We tasted our way through a run of Malbecs last week, quite a mixed bag. The rejects went down the drain for what’s becoming the usual reason: Rampant body-building. Most of the overblown, over-oaked, musclebound versions were easy to spot before their corks were pulled, by heavy bottles with deep punts and minimalist designer labels—ego-driven wines, determined to bluster their way into the winner’s circle.

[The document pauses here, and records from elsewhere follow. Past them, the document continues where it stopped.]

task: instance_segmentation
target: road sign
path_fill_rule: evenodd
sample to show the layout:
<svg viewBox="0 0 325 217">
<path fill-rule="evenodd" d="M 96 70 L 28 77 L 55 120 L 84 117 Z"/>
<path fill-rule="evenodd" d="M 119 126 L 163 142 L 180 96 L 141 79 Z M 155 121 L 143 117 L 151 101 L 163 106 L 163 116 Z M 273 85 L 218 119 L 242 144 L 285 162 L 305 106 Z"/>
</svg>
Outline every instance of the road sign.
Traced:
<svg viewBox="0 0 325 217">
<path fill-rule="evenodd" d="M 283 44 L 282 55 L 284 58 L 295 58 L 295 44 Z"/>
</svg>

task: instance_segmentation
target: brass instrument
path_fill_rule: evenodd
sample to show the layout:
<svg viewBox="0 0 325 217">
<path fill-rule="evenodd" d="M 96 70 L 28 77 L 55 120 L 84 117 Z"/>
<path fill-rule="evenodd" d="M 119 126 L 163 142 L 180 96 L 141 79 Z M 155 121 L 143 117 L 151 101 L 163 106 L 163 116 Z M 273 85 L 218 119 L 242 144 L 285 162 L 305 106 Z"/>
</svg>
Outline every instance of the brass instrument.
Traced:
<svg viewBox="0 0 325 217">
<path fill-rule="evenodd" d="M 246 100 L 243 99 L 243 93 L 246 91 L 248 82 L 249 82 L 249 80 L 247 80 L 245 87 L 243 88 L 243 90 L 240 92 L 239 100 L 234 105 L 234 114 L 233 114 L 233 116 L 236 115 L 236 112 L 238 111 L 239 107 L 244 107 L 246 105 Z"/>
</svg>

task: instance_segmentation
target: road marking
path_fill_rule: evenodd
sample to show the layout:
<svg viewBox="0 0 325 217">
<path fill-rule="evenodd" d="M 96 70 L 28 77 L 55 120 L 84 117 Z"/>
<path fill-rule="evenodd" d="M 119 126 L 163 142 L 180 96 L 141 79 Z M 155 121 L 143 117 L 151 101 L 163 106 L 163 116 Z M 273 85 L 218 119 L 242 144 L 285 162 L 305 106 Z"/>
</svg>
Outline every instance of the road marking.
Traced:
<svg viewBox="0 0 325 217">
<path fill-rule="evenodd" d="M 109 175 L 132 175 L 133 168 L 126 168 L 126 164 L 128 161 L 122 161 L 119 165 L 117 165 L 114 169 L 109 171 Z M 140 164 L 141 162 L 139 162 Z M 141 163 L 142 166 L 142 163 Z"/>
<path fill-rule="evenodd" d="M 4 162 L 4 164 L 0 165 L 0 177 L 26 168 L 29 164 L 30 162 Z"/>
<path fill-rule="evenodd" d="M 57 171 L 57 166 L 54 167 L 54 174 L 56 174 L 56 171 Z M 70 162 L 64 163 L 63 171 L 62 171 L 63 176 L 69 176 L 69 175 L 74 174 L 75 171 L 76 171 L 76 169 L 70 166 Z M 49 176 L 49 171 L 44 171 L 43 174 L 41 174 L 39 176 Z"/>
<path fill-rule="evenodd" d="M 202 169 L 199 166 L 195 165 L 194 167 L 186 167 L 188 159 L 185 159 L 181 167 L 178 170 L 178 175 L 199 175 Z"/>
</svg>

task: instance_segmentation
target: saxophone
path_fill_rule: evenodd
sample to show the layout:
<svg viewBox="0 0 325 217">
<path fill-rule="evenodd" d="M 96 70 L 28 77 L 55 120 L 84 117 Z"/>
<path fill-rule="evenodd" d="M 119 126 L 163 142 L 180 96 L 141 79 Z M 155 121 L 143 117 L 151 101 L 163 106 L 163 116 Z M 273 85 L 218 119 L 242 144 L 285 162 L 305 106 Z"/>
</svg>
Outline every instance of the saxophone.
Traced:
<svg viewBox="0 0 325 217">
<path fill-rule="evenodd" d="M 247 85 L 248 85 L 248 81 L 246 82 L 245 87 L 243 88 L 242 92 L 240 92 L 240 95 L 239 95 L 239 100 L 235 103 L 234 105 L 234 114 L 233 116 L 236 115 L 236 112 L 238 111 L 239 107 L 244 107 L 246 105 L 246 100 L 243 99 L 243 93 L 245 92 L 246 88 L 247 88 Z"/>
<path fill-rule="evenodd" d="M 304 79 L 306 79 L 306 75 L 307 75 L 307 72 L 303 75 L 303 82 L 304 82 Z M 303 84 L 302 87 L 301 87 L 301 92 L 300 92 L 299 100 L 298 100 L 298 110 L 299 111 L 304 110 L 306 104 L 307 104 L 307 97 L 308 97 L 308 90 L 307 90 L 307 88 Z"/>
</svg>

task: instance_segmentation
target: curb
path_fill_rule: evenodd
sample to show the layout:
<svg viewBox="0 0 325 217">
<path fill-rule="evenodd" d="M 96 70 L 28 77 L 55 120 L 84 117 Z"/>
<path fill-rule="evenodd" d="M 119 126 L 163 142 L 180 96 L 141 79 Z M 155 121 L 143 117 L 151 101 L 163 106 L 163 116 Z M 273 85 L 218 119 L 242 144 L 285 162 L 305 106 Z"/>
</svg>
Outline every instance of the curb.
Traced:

Three made the cut and livened up our barbecue weekend, with burgers and ribs for lunch, steak for dinner, and a boned-out leg of lamb stuffed with feta cheese and oregano for Sunday supper. Las Moras 2009 was perfect for lunch and Altos “Las Hormigas” 2009 for dinner, both dark and luscious and supple, with buoyant, persistent, plummy fruit, while the Yauquén 2009, a little more serious, tannic, and fuller, matched Sunday's lamb (it could age a while, but its angular edginess is attractive now, and it would be a shame to lose that aspect).
Malbec has clearly come into its own in the last few years, but with no consensus at all about style—and a lot of attempts to make it into faux-Cabernet big boys--it’s something of a minefield, and not easy to navigate. (Price and effusive back labels offer no real help.) The good ones are worth the search, though.